The real reason to serve on a nonprofit board is to use your passion, experience and expertise to help it accomplish its mission. Board service is the highest form of volunteerism; when you join a board, you should be highly energized to participate in its activities, ready to commit your personal energy and some of your financial resources to a cause that you care about.
 
Many of us join a board without knowing enough about the agency. So, how can we do better? How do we learn about a nonprofit so that we can make an intelligent decision about board service?
Begin with research. Nashville is blessed with an array of organizations that help the nonprofit sector and enable citizens to learn about nonprofits.
 
The Community Foundation of Middle Tennessee maintains a database (www.givingmatters.com) which gives extensive profiles of 1,300 nonprofits. It is an excellent way to identify and learn about a specific agency.
 
Hands On Nashville, which provided more than 100,000 connections last year for volunteers to assist nonprofits, also helps individuals find boards in their areas of interest.
 
• If you are early in your professional career, the Young Leaders Council can select you to be part of a cohort to learn all about board service and become a board intern for a year.
 
• The Tennessee Attorney General has an online guidebook for board members, accessible here.
 
• Agencies themselves welcome volunteers. Many hold fundraising events that require volunteers, while others need help with the direct delivery of their services. Both allow you to learn about the workings of that agency.

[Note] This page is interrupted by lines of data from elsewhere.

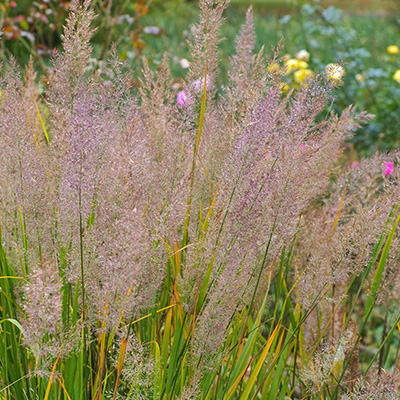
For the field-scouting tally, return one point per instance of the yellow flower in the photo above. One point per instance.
(273, 67)
(334, 72)
(292, 64)
(303, 55)
(396, 76)
(393, 49)
(301, 75)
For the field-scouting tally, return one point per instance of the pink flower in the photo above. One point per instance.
(389, 169)
(181, 98)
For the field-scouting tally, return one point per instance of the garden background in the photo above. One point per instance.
(192, 208)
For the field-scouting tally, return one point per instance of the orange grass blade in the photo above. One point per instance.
(46, 396)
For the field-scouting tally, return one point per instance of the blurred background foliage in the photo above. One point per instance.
(362, 34)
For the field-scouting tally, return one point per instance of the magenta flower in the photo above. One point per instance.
(389, 168)
(181, 98)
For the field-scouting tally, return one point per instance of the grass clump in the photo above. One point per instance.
(205, 246)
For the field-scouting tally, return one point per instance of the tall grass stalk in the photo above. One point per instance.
(210, 244)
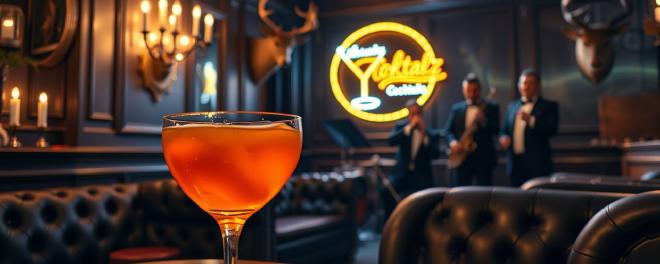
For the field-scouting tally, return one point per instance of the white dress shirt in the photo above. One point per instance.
(470, 115)
(520, 125)
(415, 142)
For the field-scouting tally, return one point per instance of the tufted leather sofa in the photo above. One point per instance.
(594, 183)
(85, 224)
(80, 225)
(316, 218)
(626, 231)
(488, 225)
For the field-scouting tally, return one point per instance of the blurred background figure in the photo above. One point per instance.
(529, 124)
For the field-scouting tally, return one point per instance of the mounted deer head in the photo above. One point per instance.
(270, 53)
(594, 52)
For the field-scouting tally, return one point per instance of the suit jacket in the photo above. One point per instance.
(485, 154)
(538, 155)
(403, 180)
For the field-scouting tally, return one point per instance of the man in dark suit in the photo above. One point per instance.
(529, 124)
(418, 145)
(484, 117)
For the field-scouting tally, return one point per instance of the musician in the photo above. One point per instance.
(418, 145)
(529, 124)
(484, 116)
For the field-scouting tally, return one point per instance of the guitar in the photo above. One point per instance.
(467, 139)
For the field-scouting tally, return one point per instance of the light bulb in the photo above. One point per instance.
(176, 8)
(8, 23)
(184, 41)
(208, 20)
(197, 11)
(43, 97)
(145, 6)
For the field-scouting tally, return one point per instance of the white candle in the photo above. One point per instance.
(162, 12)
(145, 7)
(172, 21)
(176, 10)
(197, 14)
(8, 28)
(208, 28)
(15, 108)
(42, 110)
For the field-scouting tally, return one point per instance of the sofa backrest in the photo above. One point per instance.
(318, 193)
(488, 225)
(593, 183)
(626, 231)
(68, 225)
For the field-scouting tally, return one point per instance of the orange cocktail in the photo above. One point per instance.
(231, 170)
(231, 163)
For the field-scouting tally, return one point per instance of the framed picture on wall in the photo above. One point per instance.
(53, 26)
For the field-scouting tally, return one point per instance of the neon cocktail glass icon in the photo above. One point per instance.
(364, 102)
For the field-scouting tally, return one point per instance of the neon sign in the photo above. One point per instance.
(378, 84)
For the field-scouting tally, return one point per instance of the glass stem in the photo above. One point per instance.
(230, 234)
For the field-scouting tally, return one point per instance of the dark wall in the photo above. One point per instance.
(495, 39)
(95, 94)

Other than being a volunteer, how can you be certain that your passion will mix with a competent agency? A successful nonprofit will have the following:
 
• A partnership between strong capable management and an involved and energized board.
 
• Financial statements which are readily available to board members and easy to understand.
 
• A fiscally sound business history, which points toward the long-term sustainability of the agency.
 
• Directors and officers liability insurance, which includes potential personnel actions.
 
• A successful service program that carries out a defined mission.
 
• An interest among its leadership in collaborating with other agencies in its field to best serve the community.
 
If you have done your homework and follow your passion, you will have an inspiring board service and improve our community at the same time.